Marsh, one of the world's largest insurance brokers and risk advisers, has seen a spike in clients' enquiries for political violence cover in the Gulf after attacks on tankers and oil installations rattled the region last year, reported Reuters.
“Enquiries have doubled since tanker attacks last summer, so over a period of six months or so,” Mr Gaurav Bhatnagar, managing director and head of Marsh JLT Specialty for the Middle East and Africa, told Reuters last week.
“Previously clients wouldn’t look at political risk insurance as much, or they wouldn’t look at specific insurers who provide sabotage and terrorism cover, or the political violence cover ... suddenly all of those elements have become much more prominent and our clients, the ones more sophisticated in that space, are asking more regularly what protection we can provide.”
Military tensions in the Gulf have risen this month after a top Iranian general was killed in a US air strike and Iran retaliated with missile attacks against American bases in Iraq.
The strikes followed months of escalation which included attacks on tankers in Gulf waters and on Saudi oil sites, including the world’s largest oil processing facility.
Riyadh and Washington blame the strikes on Iran, which denies involvement but has threatened to close the Strait of Hormuz shipping channel in retaliation for sanctions on crude exports imposed by Western powers.
Insurance costs for ships sailing through the Middle East increased last year after the tanker attacks, and industry sources told Reuters this month they expected war risk premiums to rise sharply following rocket strikes in Iraq.

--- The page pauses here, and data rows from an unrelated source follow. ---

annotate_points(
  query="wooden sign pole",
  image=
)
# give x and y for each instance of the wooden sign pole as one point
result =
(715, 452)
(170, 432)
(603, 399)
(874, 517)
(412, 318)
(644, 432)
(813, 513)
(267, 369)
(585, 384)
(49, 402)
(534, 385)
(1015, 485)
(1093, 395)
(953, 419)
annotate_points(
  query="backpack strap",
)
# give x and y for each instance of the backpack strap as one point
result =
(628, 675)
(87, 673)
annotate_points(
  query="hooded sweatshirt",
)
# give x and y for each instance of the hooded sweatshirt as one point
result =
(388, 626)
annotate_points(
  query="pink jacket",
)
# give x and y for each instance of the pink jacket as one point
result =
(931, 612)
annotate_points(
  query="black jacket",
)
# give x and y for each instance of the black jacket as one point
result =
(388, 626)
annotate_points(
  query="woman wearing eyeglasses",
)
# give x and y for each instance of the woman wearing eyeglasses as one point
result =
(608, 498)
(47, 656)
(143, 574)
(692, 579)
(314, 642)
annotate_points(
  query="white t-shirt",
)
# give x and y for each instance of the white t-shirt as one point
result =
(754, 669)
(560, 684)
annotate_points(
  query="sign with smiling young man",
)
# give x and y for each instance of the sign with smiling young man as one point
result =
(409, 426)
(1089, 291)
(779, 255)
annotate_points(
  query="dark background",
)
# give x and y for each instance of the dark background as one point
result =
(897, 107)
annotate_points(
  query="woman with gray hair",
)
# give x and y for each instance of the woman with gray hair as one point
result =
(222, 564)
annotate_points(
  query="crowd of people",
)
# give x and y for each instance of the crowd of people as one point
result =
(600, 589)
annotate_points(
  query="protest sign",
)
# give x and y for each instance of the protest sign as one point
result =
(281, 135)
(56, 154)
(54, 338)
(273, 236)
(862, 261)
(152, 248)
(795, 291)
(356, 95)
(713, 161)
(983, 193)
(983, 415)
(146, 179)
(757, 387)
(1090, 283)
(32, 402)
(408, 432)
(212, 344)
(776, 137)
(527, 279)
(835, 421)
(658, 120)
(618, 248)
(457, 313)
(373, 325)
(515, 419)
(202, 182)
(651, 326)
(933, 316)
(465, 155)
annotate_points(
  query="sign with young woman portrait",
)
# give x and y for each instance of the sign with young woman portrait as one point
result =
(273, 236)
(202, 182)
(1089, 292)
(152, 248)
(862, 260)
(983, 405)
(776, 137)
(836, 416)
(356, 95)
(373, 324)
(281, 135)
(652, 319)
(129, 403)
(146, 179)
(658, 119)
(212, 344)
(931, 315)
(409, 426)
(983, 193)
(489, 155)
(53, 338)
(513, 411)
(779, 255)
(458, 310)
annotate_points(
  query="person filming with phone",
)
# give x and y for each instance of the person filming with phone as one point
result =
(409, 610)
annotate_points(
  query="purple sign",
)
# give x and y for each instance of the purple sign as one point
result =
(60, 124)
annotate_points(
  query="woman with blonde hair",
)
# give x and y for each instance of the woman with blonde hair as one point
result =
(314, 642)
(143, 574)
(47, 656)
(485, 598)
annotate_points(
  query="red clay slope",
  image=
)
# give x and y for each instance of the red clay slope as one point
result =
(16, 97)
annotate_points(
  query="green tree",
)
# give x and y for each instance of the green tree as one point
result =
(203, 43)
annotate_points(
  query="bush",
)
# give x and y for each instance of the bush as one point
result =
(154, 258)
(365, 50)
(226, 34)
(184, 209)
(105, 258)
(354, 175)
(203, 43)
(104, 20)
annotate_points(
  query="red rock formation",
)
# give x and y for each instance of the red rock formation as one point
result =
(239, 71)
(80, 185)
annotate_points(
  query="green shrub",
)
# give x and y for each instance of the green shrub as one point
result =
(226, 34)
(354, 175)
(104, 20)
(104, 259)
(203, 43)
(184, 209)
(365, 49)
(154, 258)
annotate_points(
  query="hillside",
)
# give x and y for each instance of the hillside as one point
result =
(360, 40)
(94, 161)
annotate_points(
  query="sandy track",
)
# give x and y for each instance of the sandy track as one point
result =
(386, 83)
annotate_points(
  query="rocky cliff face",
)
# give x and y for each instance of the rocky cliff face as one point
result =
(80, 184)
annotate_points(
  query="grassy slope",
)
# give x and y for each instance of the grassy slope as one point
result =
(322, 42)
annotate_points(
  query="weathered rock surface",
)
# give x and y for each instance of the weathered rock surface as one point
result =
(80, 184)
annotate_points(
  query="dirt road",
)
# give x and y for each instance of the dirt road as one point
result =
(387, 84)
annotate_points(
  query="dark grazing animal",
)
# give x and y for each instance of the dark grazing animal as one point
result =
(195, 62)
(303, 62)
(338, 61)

But Mr Bhatnagar said demands for coverage against risks such as sabotage, terrorism, and war, were increasing across various sectors, not only the maritime one.
“This is in the context of real estate, projects we’re working on, deals that are happening, it’s a bundle.”
“The awareness of what previously may not have been something considered under political violence, is definitely something that’s much more prevalent now ... particularly if you’re an international investor coming to this part of the world.”